2:apple is my favorite food.
3:Football game is not use feet only.
18:google is the best tools for search keyword.
19:goooooogle yes!
[icexmoon@xyz tmp]$

可以注意到匹配结果中有一个goooooogle，这是因为虽然goo不会被匹配，但是gooo就会被匹配，因为ooo本身就是满足条件的。

如果要匹配出oo前连接的不是一个小写字母的结果：

[icexmoon@xyz tmp]$ grep -n '[^a-z]oo' regular_express.txt
3:Football game is not use feet only.

除了使用a-z这种方式指定小写字母，也可以使用我们之前说过的特殊字符：

[icexmoon@xyz tmp]$ grep -n '[^[:lower:]]oo' regular_express.txt
3:Football game is not use feet only.

匹配任意的数字：

[icexmoon@xyz tmp]$ grep -n '[0-9]' regular_express.txt
5:However, this dress is about $ 3183 dollars.
15:You are the best is mean you are the no. 1.

类似的，我们也可以使用特殊字符替换0-9：

[icexmoon@xyz tmp]$ grep -n '[[:digit:]]' regular_express.txt
5:However, this dress is about $ 3183 dollars.
15:You are the best is mean you are the no. 1.

使用定位点

^和$在正则中被称为定位点，^用于标记被匹配的字符串的开头，$标记结尾。

比如我们匹配以the字符串开头的行：

[icexmoon@xyz tmp]$ grep -n '^the' regular_express.txt
12:the symbol '*' is represented as start.

grep是按行进行匹配的，所以^the这样的字符串会匹配出以the为开头的行。

类似的，我们可以匹配出以小写字母开头的行：

[icexmoon@xyz tmp]$ grep -n '^[[:lower:]]' regular_express.txt
2:apple is my favorite food.
4:this dress doesn't fit me.
10:motorcycle is cheap than car.
12:the symbol '*' is represented as start.
18:google is the best tools for search keyword.
19:goooooogle yes!
20:go! go!

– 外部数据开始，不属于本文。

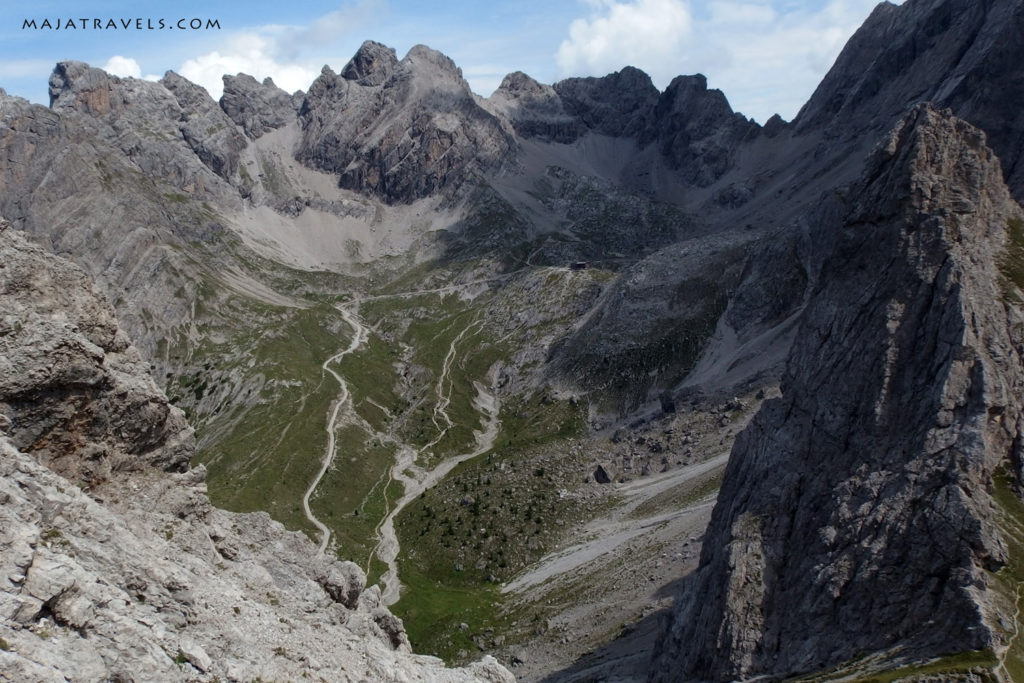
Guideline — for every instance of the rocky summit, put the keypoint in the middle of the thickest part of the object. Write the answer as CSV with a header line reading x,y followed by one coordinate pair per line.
x,y
862,499
578,381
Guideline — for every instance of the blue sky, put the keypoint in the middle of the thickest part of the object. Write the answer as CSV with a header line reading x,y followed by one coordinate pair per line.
x,y
766,55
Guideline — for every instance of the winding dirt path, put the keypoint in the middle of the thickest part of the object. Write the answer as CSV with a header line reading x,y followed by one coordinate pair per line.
x,y
359,336
416,480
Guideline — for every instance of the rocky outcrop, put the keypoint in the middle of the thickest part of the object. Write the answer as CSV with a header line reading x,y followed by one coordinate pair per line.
x,y
258,108
620,104
115,569
956,53
856,515
73,392
696,130
399,130
535,110
205,127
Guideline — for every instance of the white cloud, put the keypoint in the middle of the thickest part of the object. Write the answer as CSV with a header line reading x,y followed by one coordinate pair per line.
x,y
766,55
124,67
647,34
247,53
283,52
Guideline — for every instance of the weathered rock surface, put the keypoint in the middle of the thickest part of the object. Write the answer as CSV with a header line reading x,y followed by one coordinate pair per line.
x,y
856,514
535,110
696,130
115,569
955,53
75,394
205,127
258,108
399,130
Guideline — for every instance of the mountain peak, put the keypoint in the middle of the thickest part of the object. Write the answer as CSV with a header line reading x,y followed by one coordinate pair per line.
x,y
372,63
838,499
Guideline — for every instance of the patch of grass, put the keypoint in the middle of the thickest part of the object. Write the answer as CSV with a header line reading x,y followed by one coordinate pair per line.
x,y
371,375
494,515
271,455
433,610
1012,260
961,663
350,499
1011,577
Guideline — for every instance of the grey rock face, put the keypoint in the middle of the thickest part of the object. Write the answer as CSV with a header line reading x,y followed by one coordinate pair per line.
x,y
855,516
620,104
956,53
141,579
372,65
73,391
536,110
258,108
205,127
697,130
399,130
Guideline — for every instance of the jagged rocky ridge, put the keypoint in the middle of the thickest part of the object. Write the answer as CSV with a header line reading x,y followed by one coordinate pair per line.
x,y
861,500
115,564
169,187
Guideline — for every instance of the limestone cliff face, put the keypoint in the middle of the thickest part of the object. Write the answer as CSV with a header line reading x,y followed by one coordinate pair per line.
x,y
856,514
957,53
115,565
399,130
258,108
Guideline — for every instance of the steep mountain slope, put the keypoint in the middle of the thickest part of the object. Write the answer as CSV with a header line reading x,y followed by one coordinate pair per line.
x,y
115,568
861,500
428,232
955,53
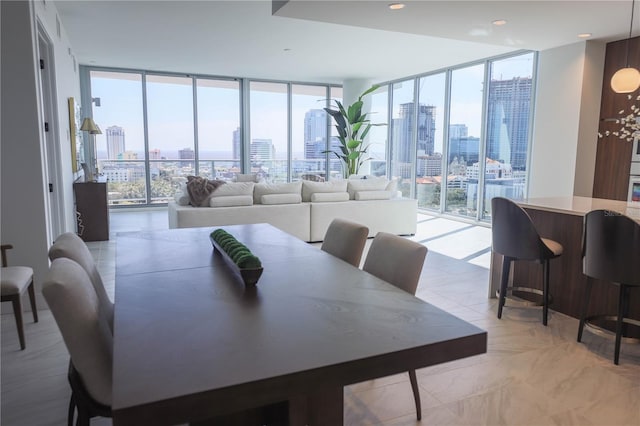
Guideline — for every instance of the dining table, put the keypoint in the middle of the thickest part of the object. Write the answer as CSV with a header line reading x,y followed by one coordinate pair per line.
x,y
193,344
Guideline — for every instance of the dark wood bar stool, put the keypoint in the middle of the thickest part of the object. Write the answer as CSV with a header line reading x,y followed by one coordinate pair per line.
x,y
515,238
611,252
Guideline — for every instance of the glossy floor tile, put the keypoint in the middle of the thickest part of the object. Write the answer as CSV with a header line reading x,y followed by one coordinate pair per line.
x,y
530,375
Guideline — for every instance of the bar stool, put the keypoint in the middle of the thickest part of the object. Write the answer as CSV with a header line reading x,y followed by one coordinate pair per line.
x,y
611,252
515,237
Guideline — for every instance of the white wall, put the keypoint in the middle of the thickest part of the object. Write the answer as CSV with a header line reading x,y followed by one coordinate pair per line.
x,y
565,130
24,191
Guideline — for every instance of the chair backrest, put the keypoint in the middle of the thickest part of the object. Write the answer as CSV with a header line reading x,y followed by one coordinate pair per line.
x,y
85,332
513,232
71,246
396,260
611,247
345,240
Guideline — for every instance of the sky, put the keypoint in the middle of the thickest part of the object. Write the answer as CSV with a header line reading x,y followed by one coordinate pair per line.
x,y
170,107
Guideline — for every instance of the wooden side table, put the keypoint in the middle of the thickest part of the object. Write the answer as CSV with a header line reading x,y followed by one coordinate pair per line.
x,y
91,210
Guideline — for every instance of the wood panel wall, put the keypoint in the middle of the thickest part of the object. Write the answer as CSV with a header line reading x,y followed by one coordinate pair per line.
x,y
613,155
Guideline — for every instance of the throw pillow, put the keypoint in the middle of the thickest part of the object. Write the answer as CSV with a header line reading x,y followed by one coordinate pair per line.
x,y
334,185
200,190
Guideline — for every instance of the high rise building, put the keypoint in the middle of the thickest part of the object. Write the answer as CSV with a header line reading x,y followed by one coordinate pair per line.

Let's go.

当然，也可以：

[icexmoon@xyz tmp]$ grep -n '^[a-z]' regular_express.txt
2:apple is my favorite food.
4:this dress doesn't fit me.
10:motorcycle is cheap than car.
12:the symbol '*' is represented as start.
18:google is the best tools for search keyword.
19:goooooogle yes!
20:go! go! Let's go.

如果想匹配出不以字母开头的行：

[icexmoon@xyz tmp]$ grep -n '^[^a-zA-Z]' regular_express.txt
1:"Open Source" is a good mechanism to develop programs.
21:# I am VBird

也可以：

[icexmoon@xyz tmp]$ grep -n '^[^[:alpha:]]' regular_express.txt
1:"Open Source" is a good mechanism to develop programs.
21:# I am VBird

使用特殊字符套娃[^[:alpha:]]这样的写法有点难以理解，只要知道最外边的[]的用途是指定这里有一个字符，而里边[:alpha:]表示的是一个字母范围的符号集就容易理解了。

如果要匹配出以英文句号.结尾的行：

[icexmoon@xyz tmp]$ grep -n '\.$' regular_express.txt
1:"Open Source" is a good mechanism to develop programs.
2:apple is my favorite food.
3:Football game is not use feet only.
4:this dress doesn't fit me.
10:motorcycle is cheap than car.
11:This window is clear.
12:the symbol '*' is represented as start.
15:You are the best is mean you are the no. 1.
16:The world <Happy> is the same with "glad".
17:I like dog.
18:google is the best tools for search keyword.
20:go! go! Let's go.

因为.这个字符本身是正则语法的一部分，被正则定义为“任意一个字符”，所以如果我们要匹配英文句号，就要使用转义符\进行转义。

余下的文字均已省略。